T is for Talent!
Last week the annual ASTD Conference (American Society for Training and Development) was held in Washington DC, USA. Every year this conference brings together training and development professionals from not only major American companies, but from the whole world, as well as the leading suppliers in the industry.
During the four days of the conference, much was shared through workshops, conferences, and discussion panels, from projects and best practices to company concerns in T&D.
As usual, Overlap was present with its international delegation that consisted of Antonio Rubio (Overlap’s R&D & Innovation Director), Ignacio Marinas (Manager for Overlap Europe), Alberto Saul Roitman (Sales Manager for Overlap Brazil), María Kol (Consultant for Overlap Brazil), Aleksandra Brankov Pujic (Consultant for Overlap Spain/International), and Arturo Reglero (Banking & Insurance Manager for Overlap Spain).
One of the main objectives for attending this conference is to identify trends that help refresh our learning solutions, and include these in Overlap’s Trends Report in Learning and Development that is created biannually.
Now, I would like to share with you my experience there: During these four days, I had the opportunity to see firsthand the concerns, or perhaps it’s more fitting to say the needs, that T&D departments have in becoming strategic levers for their organizations and showing how their activity impacts business results.
My personal goal for this conference was to attend seminars where examples of impact measurement would be examined. In most cases, I found that companies are able to measure quite accurately both the initial feedback, as well as the knowledge acquired in various learning activities, but they continue to have difficulty measuring medium-term behavioral changes in their professional networks, and above all, realizing the impact these changes can have on business results.
I recognize that the lack of clear solutions to this learning problem generates more questions than answers, but in any case it also leads me to some conclusions that I would like highlight:
- Training and development activities that seek to exploit general concepts (leadership, management, sales) will carry over the impossibility to measure their real impact on the business. Budgetary constraints often make one use standard contents and material, and these contents are incompatible with certain advanced measurements.
- You cannot, or rather should not, design a training and development solution by thinking of the knowledge or skills you want to convey or develop, but instead it should be based on the behavior you want to implement. Perhaps the cause of these approaches must be sought from training, so that we ask ourselves for each position of the organization what knowledge should be taught or what skills should be developed, rather than “how we want it to be” or “how we want them to work”.
- If we really want to aspire to measure how training impacts the business, the learning solutions that are designed should take into account the working model of those who will be trained and their business objectives, and from there incorporate the tools they will need. We have always called this “customized training”, but today’s “low cost world” has sometimes made us forget it.
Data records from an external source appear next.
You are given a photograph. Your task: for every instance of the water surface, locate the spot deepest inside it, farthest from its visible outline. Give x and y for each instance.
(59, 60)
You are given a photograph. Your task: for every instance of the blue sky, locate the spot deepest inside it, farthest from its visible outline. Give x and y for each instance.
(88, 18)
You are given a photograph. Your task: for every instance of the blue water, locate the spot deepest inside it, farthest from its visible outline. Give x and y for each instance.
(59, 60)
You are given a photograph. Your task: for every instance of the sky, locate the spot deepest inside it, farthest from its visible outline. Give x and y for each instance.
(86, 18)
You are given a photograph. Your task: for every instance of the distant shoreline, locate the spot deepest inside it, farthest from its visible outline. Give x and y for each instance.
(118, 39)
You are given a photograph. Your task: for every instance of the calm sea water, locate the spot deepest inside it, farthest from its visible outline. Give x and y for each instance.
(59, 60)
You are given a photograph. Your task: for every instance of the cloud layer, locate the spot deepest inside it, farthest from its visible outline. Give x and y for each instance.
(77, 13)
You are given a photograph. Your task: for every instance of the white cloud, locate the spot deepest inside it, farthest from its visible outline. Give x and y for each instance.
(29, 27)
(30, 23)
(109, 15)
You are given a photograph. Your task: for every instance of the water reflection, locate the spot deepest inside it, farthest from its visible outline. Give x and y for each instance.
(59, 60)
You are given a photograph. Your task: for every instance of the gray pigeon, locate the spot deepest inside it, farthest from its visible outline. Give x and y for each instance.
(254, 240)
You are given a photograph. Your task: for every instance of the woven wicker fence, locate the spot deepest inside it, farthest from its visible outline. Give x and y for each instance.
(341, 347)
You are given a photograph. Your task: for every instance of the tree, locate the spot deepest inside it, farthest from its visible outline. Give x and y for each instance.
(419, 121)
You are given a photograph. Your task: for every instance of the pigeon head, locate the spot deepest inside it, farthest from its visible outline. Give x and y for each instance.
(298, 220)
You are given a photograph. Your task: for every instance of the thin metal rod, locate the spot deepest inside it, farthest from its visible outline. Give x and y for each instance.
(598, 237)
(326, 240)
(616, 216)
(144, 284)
- Formal training solutions (classroom courses, e-learning) are appropriate for the improvement of knowledge, but by themselves they lack sufficient strength to ensure sustainable behavioral changes over time. They require to be accompanied by dynamic activities and on-the-job monitoring, preferably led by management.
These findings share a common denominator: they consider those that are responsible for the training of professionals in companies in having a challenge in their hands that goes beyond the mere transmission of knowledge. This challenge is all about helping others to be prepared for the trials and uncertainties that the future holds, where innovation, speed and continuous transformation will always be present.
In summary, it is all about enabling each person to give the best of him or herself, and providing levers to develop their talent. In fact, it’s no wonder that the organization that began as the ASTD (American Society for Training and Development) finished the last day of the conference by announcing its change of name, after 71 years, to the ATD (Association for Talent Development).
T is for Training?? No, T is definitely for Talent!